In September 2015, Anheuser-Busch InBev SA (BUD) announced that it will buy fellow mega brewer SABMiller Plc (SAB.L) in a deal worth around $110 billion.

Three cheers for capitalism, right?

Well, if you like your beer options watered down… bottoms up!

The proposed merger unites two of the planet’s biggest beer makers under one giant umbrella (combined, they sell one-third of the world’s beer, including Budweiser, Miller, Stella Artois, Peroni, Grolsch, and Michelob) – and delivers another blow to the craft beer industry.

Indeed, since the deal was announced, BUD has embarked on a beer-buying bender, snapping up no less than three independent craft brewers in the week before Christmas – Colorado’s Breckenridge Brewery, Arizona’s Four Peaks, and London’s Camden Town Brewery.

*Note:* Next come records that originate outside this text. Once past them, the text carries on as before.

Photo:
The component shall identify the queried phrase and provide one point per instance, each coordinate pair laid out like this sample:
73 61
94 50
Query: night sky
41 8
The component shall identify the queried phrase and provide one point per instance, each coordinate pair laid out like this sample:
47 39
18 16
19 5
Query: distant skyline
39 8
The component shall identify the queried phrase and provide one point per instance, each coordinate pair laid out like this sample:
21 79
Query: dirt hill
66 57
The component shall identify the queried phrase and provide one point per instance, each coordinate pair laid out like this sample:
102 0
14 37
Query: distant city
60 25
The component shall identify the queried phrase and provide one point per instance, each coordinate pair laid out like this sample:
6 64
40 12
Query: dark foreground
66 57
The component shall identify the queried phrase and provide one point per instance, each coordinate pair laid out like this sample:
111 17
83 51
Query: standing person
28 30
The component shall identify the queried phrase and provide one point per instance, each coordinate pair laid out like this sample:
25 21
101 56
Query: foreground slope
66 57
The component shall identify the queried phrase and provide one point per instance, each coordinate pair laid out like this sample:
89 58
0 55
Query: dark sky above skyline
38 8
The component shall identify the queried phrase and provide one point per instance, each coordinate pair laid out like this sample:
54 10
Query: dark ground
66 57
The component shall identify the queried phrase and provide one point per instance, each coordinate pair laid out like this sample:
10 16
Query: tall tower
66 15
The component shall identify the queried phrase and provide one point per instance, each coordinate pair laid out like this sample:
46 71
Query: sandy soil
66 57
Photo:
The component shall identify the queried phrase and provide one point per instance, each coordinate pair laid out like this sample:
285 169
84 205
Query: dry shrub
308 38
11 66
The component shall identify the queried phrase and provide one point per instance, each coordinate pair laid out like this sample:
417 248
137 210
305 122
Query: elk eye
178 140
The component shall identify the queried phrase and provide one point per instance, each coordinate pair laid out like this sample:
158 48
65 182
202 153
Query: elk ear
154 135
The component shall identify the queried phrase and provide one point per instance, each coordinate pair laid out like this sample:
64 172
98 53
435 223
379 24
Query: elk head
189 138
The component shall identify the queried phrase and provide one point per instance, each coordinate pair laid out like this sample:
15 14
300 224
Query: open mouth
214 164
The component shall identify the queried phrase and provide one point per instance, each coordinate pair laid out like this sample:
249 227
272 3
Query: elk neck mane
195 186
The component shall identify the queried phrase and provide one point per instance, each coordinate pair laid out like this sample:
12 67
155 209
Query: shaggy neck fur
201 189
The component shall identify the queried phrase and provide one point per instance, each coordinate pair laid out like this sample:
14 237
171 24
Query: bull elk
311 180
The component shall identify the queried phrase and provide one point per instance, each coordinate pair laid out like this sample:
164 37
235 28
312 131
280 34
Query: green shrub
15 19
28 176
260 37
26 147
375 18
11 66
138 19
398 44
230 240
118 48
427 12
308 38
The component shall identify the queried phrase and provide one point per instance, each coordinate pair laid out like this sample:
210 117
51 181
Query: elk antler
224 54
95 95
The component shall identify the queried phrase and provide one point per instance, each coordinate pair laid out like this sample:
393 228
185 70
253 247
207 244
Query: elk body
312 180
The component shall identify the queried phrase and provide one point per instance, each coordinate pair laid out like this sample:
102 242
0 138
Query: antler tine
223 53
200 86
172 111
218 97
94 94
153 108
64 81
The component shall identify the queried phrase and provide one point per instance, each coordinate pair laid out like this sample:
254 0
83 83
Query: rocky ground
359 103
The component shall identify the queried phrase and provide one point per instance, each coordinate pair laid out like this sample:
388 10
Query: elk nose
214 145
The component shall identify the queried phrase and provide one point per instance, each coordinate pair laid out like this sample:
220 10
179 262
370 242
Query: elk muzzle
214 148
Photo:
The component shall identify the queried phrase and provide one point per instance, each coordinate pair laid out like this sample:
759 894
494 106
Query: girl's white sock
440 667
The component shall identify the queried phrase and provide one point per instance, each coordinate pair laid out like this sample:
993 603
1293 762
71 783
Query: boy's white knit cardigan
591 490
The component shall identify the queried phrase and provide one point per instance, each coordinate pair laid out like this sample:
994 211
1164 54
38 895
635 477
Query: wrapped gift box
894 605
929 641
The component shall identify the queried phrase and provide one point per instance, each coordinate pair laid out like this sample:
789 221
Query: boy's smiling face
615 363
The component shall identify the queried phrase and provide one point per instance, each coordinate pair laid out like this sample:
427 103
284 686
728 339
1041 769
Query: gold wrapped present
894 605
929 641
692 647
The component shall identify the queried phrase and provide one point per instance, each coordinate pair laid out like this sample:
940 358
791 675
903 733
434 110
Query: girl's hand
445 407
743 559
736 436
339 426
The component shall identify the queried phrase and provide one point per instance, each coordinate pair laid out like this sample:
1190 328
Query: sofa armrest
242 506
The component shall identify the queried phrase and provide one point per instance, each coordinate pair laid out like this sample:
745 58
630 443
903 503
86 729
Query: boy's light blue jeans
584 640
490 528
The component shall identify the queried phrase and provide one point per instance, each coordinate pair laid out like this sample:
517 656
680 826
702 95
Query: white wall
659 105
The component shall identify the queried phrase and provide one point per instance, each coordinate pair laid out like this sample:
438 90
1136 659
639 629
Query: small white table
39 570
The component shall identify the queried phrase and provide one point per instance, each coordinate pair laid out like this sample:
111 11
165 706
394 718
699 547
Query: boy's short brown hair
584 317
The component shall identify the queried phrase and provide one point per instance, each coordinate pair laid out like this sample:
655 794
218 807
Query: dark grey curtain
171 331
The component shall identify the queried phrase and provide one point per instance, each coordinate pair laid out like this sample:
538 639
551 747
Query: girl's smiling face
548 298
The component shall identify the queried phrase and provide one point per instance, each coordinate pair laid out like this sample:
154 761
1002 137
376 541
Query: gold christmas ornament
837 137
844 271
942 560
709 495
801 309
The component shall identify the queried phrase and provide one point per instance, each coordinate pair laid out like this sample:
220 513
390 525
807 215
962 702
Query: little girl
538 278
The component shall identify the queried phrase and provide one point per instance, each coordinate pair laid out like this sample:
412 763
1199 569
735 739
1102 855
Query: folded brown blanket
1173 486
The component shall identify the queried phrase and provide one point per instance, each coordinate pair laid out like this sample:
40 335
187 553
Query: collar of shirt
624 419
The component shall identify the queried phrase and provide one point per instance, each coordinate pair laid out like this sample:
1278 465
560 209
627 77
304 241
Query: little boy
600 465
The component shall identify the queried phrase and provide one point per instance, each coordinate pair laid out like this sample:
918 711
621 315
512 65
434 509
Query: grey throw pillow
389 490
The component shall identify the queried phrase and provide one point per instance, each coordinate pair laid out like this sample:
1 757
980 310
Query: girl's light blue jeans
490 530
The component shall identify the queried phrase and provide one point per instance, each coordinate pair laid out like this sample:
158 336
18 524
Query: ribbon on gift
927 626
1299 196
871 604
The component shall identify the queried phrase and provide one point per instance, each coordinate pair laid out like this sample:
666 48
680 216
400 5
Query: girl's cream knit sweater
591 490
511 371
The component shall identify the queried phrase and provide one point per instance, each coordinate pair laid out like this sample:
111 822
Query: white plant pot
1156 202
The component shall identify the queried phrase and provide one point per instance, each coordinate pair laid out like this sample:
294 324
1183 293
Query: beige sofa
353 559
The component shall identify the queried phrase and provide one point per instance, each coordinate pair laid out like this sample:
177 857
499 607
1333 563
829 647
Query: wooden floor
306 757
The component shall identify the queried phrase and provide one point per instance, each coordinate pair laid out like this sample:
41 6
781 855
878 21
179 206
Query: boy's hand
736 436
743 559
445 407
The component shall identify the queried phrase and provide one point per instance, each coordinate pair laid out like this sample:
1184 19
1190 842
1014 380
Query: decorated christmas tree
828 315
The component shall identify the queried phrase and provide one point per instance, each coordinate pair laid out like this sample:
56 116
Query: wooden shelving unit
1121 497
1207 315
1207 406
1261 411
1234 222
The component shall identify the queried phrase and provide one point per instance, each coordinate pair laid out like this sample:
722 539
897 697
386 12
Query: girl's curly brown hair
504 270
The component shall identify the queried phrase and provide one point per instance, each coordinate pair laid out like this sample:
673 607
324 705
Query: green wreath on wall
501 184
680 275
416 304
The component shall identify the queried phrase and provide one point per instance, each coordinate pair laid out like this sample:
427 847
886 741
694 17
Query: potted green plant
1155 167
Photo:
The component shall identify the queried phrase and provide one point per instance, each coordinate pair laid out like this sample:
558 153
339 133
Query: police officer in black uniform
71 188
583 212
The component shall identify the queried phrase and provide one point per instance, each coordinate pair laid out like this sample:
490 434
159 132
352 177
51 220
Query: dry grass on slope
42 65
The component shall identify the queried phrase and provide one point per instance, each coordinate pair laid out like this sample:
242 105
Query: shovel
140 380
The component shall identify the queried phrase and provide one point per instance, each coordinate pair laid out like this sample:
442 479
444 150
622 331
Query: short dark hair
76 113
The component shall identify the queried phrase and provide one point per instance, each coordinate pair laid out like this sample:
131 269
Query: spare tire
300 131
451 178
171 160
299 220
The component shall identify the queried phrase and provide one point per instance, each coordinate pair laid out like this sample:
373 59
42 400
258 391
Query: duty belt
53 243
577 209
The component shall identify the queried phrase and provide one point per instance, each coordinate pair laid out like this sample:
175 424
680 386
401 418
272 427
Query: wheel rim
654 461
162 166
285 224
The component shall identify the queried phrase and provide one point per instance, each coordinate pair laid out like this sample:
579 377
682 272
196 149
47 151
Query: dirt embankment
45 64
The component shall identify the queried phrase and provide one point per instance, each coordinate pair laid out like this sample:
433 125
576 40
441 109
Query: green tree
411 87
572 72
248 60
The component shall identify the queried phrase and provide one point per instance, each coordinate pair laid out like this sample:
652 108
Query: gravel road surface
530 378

But is this consolidation coming at the expense of quality?

Is This Deal Actually Any Good?

The Anheuser-Busch-SABMiller deal still has to pass regulatory approval – no easy feat, given the size of the merger and obvious monopoly concerns – but BUD is already working on the numbers.

The company has just raised $46 billion through a corporate bond offering, which is expected to close on January 25. It marks the second-largest corporate bond issuance in history, following Verizon Communications Inc.’s (VZ) $49 billion deal in 2013 to facilitate the buyout of Vodafone Group Plc’s (VOD) wireless operations.

But with massive numbers like this sloshing around the beer industry, what does it mean for craft brewers?

While the mega deal between Anheuser-Busch and SABMiller has grabbed the headlines, does it actually benefit the companies or consumers?

BGC Partners’ Mike Ingram doesn’t think so.

He states, “I really question whether this deal is good for consumers – you’re creating what some have called the OPEC of beer. It will have enormous global market share.”